Media Relations teams work with authors to produce summaries of research designed to attract journalists but it is often only more established academics who tend to liaise with media relations colleagues. A review of EurekAlert suggested no more than 3% of University of Manchester papers are mentioned in a press release each year, and of these only a fraction will gain attention from the mass media.

This leaves a very long tail of research not benefiting from any support from the University and not reaching the full range of potential audiences. Despite UML developing holistic services across the research life cycle, intentionally taking this special collection to audiences outside the University has been an under-developed service category. Might this be one logical progression of Lorcan Dempsey’s concept of the inside-out model whereby institutional materials are made available to external audiences in new ways?

Challenges

Achieving meaningful involvement in this part of the scholarly communication chain poses challenges; most of these challenges stem from our limited track record in intellectually engaging with the contents within the collection to a degree that we can intentionally target external audiences.

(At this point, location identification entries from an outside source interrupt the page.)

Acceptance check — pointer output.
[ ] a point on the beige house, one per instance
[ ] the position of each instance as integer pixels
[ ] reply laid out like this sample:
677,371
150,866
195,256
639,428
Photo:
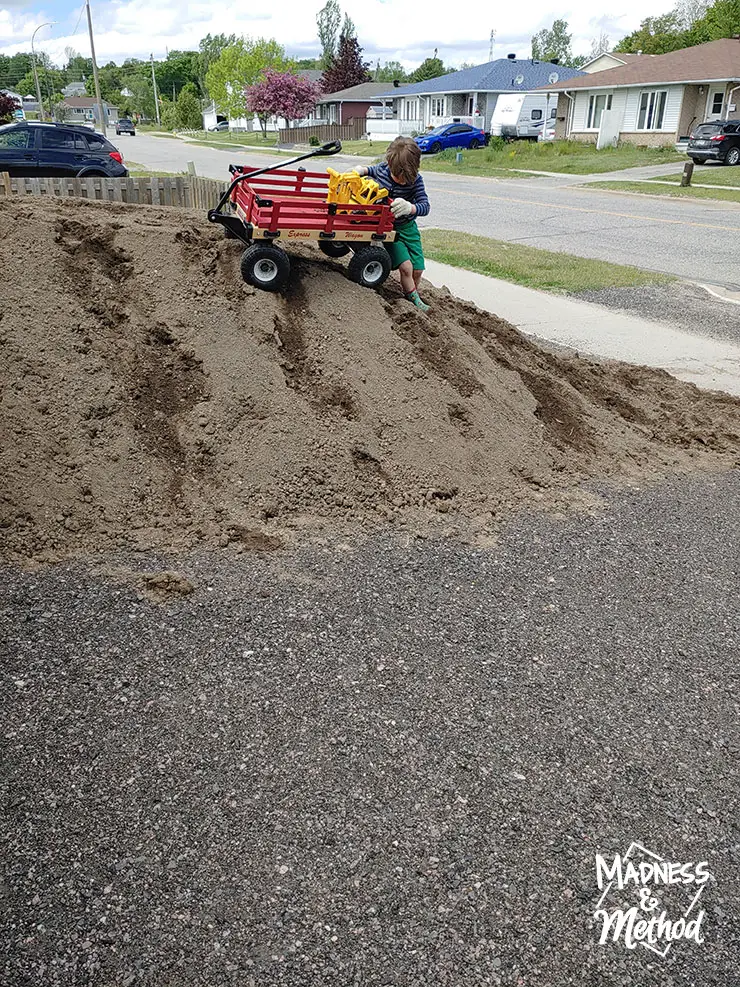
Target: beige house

In recent years, UML’s role in managing the research outputs of the University has necessarily involved ensuring compliance with funder OA mandates and maintaining high metadata quality; and our discovery services have developed with an institution focus and oriented around the needs of internal scholarly audiences.

If we are to make a long-term investment in this service category, then we will need a mix of professional competencies not typically required in Library-based scholarly communication roles. We will also need to form new partnerships with the many University functions already facilitating engagement between researchers and external audiences.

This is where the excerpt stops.